Я посмотрел на нее — с одной стороны я мог и соврать, а с другой — это была матушка Хельга. Вдобавок, желание поделиться, рассказать о своей находке неистерпимо жгло грудь.
— Вы не поверите, миз Хельга, просто не поверите.
Разумеется, я выложил все. Почти все. Соврал, что не помню, куда дел меч.
* * *
В итоге я оказался не у дел. Отец отлеживался, заштопанный матушкой Хельгой. Мать с сестрой хлопотали вокруг него, и на ближайшую неделю-две никаких изменений не предвидилось, а я, переделав домашнюю работу, шатался по деревне.
Повезло, никакой лихорадки, хотя шрамы останутся те еще.
Компанию мне составлял Свин. Бездельником он был целенаправленным, и если была возможность уклониться от хозяйственных забот, то он никогда не стеснялся ей воспользоваться. Делать было откровенно нечего. В лес и на реку не отпускали из-за одичалых, да я и сам не стремился.
Мы устроились на ветвях яблони, Свин прихватил из дома мешочек сушеной кукурузы, и мы на пару хрустели окаменелыми зернами.

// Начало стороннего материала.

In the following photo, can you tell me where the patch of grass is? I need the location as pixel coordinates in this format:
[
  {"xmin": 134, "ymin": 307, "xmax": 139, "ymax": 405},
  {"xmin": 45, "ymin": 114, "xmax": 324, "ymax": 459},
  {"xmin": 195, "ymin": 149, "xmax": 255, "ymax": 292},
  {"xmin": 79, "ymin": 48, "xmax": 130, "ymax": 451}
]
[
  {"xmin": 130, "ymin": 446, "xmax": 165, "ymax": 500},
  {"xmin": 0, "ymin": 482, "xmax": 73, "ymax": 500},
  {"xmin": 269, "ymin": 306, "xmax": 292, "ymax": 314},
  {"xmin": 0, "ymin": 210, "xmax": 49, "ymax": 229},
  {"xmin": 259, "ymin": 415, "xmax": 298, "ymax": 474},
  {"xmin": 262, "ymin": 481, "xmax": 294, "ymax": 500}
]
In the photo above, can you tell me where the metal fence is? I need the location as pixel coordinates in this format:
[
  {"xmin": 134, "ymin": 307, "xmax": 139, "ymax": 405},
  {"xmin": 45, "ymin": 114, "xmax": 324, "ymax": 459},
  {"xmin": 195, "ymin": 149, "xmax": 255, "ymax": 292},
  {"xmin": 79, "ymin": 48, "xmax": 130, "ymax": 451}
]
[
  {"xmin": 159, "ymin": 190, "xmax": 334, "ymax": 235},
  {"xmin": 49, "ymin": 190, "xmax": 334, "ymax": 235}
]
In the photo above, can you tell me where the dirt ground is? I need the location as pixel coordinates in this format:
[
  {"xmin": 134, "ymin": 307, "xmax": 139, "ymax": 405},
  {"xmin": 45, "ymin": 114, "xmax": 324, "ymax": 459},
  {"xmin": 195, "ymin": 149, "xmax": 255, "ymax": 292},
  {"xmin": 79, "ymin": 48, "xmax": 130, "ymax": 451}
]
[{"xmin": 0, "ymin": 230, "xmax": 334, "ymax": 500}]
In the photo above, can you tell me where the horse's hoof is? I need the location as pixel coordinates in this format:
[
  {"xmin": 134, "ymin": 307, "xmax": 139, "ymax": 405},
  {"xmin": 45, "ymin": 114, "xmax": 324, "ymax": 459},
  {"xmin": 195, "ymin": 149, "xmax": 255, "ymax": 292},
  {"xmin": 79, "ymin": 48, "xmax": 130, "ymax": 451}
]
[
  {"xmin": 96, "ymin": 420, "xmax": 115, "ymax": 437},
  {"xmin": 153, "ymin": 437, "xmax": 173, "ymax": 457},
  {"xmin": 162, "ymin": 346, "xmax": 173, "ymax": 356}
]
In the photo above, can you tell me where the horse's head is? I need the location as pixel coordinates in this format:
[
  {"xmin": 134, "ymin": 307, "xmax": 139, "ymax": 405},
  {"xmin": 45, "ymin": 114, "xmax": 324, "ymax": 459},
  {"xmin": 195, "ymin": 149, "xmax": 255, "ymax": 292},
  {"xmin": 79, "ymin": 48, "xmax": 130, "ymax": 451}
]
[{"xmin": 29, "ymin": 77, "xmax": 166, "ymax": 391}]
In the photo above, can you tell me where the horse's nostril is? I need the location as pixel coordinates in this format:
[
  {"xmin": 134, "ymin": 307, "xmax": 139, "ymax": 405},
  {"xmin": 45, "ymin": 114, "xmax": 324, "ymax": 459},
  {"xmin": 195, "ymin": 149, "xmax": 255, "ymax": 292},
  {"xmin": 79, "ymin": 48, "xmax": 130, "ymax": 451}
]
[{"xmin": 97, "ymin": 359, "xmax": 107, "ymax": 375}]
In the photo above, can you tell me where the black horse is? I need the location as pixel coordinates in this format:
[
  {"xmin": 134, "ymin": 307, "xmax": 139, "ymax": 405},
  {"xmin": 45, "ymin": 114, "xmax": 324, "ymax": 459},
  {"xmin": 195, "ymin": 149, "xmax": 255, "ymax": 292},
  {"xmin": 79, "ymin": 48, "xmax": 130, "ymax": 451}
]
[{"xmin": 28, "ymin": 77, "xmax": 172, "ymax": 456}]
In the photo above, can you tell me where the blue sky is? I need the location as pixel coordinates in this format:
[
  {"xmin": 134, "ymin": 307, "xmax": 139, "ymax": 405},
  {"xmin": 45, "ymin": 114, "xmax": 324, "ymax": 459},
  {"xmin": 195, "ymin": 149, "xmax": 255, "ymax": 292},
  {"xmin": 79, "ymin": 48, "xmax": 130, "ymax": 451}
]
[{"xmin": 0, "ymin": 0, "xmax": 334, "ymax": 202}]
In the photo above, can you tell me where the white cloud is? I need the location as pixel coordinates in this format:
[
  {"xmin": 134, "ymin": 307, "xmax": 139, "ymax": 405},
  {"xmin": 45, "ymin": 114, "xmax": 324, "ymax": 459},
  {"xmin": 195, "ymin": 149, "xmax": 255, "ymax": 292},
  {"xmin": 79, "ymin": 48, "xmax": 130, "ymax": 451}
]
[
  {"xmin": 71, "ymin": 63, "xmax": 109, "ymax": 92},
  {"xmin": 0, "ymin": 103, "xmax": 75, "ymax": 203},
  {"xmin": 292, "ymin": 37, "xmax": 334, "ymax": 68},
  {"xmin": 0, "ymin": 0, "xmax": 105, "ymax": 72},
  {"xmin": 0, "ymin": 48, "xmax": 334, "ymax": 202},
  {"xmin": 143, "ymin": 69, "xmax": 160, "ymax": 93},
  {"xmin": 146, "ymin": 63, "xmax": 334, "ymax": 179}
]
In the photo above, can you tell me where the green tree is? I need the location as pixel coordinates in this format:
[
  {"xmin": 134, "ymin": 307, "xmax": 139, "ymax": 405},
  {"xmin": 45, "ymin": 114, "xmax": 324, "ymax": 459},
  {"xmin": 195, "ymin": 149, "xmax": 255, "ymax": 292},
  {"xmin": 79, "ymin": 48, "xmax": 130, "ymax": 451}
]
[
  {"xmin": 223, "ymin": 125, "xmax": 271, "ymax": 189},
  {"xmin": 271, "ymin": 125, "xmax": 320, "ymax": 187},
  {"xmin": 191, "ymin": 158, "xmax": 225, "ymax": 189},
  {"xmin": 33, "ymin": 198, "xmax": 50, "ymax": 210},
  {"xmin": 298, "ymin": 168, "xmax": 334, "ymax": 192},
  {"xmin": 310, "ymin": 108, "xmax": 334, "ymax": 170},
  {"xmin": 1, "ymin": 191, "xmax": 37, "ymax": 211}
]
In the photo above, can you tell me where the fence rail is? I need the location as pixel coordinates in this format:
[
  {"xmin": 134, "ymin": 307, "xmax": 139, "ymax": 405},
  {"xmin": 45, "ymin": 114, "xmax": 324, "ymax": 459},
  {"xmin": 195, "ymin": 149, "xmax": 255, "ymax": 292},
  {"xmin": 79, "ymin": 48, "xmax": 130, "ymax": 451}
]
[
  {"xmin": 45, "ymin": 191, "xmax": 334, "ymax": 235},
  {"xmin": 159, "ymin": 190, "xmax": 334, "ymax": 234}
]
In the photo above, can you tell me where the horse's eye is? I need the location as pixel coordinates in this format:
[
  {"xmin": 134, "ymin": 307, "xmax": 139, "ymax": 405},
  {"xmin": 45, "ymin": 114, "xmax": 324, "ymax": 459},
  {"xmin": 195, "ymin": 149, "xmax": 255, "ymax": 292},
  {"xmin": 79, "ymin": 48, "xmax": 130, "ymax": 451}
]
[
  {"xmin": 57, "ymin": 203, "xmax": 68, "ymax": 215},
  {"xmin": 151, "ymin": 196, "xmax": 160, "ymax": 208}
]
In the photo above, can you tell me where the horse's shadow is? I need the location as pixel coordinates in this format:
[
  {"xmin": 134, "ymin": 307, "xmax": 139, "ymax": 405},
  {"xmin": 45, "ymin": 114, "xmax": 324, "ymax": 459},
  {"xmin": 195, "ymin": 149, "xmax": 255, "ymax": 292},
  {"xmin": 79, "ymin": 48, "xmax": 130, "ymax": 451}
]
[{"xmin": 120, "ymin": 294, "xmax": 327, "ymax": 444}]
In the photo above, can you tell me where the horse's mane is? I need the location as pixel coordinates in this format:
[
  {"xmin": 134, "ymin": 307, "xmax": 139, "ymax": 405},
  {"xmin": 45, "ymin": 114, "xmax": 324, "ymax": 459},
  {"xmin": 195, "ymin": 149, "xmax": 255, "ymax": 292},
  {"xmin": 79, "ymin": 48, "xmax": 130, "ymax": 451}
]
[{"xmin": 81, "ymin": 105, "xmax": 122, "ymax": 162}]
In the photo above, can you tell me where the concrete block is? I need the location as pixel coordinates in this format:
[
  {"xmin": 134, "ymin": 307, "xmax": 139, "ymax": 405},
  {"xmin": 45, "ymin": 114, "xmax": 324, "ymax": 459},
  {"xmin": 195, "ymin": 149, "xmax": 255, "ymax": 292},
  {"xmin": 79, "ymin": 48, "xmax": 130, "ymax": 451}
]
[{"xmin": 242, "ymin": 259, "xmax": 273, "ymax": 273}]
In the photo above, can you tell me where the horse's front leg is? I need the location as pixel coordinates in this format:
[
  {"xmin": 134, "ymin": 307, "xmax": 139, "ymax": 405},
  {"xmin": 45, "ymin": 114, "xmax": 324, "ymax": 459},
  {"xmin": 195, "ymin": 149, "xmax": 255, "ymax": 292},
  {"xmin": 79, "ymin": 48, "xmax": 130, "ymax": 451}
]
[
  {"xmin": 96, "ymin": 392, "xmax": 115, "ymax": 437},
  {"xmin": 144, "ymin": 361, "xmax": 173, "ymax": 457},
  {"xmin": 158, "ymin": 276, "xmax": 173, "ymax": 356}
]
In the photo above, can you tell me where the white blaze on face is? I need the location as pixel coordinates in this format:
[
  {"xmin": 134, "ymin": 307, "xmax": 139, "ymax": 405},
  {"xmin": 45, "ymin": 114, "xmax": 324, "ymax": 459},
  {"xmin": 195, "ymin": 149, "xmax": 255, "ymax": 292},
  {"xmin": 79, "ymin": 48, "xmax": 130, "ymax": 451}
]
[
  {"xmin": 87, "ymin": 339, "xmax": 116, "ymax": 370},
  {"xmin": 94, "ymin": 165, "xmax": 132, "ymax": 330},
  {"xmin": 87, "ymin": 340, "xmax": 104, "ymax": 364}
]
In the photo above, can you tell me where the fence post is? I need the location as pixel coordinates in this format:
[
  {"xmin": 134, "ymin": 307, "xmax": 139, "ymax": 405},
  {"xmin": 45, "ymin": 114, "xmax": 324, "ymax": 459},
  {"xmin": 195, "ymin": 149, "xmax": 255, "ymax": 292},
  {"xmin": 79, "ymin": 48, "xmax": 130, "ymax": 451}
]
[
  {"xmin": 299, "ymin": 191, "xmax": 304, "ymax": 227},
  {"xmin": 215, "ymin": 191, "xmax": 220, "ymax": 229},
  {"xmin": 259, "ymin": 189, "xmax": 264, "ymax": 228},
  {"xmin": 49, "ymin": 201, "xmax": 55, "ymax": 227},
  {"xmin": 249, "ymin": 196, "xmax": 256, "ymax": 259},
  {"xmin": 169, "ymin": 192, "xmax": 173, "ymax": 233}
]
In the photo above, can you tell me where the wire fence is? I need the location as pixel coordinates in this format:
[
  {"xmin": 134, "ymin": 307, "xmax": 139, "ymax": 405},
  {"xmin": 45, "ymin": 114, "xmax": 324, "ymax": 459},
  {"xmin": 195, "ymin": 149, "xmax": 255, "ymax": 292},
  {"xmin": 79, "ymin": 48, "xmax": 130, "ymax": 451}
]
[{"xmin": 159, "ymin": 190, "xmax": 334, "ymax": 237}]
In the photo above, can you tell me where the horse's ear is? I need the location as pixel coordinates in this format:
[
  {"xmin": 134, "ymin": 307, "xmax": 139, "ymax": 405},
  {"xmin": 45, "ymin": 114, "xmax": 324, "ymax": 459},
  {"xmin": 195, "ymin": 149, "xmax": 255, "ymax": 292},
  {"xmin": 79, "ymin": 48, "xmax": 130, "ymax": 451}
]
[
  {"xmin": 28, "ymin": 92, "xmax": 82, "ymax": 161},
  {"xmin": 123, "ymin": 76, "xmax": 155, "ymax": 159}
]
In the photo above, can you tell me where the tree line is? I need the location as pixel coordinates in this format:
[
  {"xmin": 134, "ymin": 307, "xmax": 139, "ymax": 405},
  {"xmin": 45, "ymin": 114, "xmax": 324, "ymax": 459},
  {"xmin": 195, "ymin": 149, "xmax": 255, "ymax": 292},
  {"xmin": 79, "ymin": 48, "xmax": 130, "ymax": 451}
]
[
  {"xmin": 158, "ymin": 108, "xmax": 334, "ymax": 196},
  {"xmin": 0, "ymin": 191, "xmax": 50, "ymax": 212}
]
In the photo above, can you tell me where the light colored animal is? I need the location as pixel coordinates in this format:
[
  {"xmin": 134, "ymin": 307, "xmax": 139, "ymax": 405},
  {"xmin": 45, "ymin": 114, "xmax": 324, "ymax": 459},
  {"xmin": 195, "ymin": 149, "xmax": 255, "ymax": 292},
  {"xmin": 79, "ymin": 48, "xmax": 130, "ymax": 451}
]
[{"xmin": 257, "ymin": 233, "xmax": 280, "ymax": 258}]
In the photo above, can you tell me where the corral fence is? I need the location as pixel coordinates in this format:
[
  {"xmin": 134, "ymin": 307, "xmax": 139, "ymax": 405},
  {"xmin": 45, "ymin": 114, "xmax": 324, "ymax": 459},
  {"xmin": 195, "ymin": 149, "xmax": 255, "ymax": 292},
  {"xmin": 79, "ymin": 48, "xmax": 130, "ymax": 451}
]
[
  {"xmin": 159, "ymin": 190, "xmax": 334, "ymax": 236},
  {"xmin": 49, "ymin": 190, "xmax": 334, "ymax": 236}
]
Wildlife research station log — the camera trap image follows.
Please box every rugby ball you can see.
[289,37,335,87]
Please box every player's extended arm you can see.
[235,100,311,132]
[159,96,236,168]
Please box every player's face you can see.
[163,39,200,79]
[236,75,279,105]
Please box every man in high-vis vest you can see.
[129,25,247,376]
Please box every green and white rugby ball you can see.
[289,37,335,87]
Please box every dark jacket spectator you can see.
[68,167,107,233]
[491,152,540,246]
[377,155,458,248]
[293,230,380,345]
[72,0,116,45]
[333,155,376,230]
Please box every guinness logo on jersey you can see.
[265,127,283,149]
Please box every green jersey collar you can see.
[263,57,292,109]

— И когда мельницу отстраивать будете? — лениво спросил он, болтая ногой в воздухе.
— А, не знаю, отцу еще пару недель лежать, дерево тоже не скоро привезут.
Поломки были не фатальны, даже меньше, чем показалось с первого взгляда, но все равно — удовольствие было не из дешевых. Я спюнул вниз и забросил в рот еще пару зерен.
Свин, с ехидной ухмылкой, примостил на большой палец обильно послюнявленную кукурузину и прицелился. Я проследил за его взглядом. Косарожа. Деревенский дурачок, каким-то чудом доживший до своих лет.
Мои губы сами собой повторили ухмылку Свина. Щелчок пальцев и импровизированный снаряд отправляется в цель. Гранитной твердости зернышко клюнуло недоумка прямо в шею. Тот подскочил как испуганный заяц, замахал руками с нечленораздельными завываниями, и, наконец, свалился на землю, изо всех сил отбиваясь от невидимого противника.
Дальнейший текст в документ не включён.